Dann ist es besonders wichtig, die geltenden Hygieneregeln einzuhalten: Abstand halten, Mund-Nasen-Schutz tragen, Hände gründlich waschen oder desinfizieren. "Die normalen Masken schützen nicht davor, sich anzustecken", sagt Drexler. Deshalb lohnt es sich eventuell für Risikopatienten, sich eine Schutz bietende FFP2-Maske zu besorgen. Zudem kann man den Arbeitgeber darauf hinweisen, zusätzliche Schutzmaßnahmen zu treffen. Will er davon nichts wissen, empfiehlt sich das Gespräch mit dem Betriebsrat.     

Welche Schutzmaßnahmen muss der Arbeitgeber umsetzen?

"Ein Arbeitgeber muss dafür Sorge tragen, dass seine Mitarbeiter durch ihre Arbeit nicht gefährdet werden", sagt Drexler. Das gilt auch für Infektionen mit SARS-CoV-2. "Hier kommt das STOP-Prinzip zum Einsatz." Es steht für Substitution, Technische, Organisatorische und Persönliche Maßnahmen. Substitution wäre beispielsweise die Konferenz vor Ort durch eine Videokonferenz zu ersetzen.

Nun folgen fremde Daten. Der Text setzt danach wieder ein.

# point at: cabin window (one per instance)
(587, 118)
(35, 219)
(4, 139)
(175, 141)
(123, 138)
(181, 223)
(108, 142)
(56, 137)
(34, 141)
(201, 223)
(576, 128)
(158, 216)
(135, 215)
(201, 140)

Eine technische Maßnahme ist die Plexiglasscheibe an der Supermarktkasse. Zu den organisatorischen Veränderungen gehört, zu hinterfragen, welche Mitarbeiter noch Kundenkontakt haben müssen und welche eventuell eine andere Tätigkeit ausüben können. Persönliche Maßnahmen sind Schutzkleidung, Masken, Handschuhe etc. "Die Reihenfolge ist wichtig", sagt der Experte. "Wenn ich eine Videokonferenz habe, brauche ich ja keine Schutzmaske."    

Was passiert, wenn keine Schutzmaßnahmen möglich sind? 

Für diesen Fall fordern immer mehr Experten eine bezahlte Freistellung. "So wie Eltern eine Entschädigung erhalten, wenn sie Corona-bedingt Verdienstausfälle haben, weil sie ihre Kinder betreuen müssen, braucht es auch eine finanzielle Absicherung für diejenigen, die zu einer Risikogruppe gehören und deshalb nicht zur Arbeit gehen können", so Werner Hesse, Geschäftsführer des Paritätischen Gesamtverbands.

Auch Experten des Kompetenznetzes Public Health COVID-19, einem Zusammenschluss von Wissenschaftlern, befürwortet eine solche Regelung. Der Vorschlag: Die Bezahlung könnte, ähnlich wie bei der Entgeltfortzahlung bei Mutterschaft und Beschäftigungsverbot, von Krankenkassen und Unfallkassen finanziert werden. Der Sozialverband VdK spricht sich für eine Lohnersatzleistung nach dem Infektionsschutzgesetz in Höhe von 80 Prozent aus.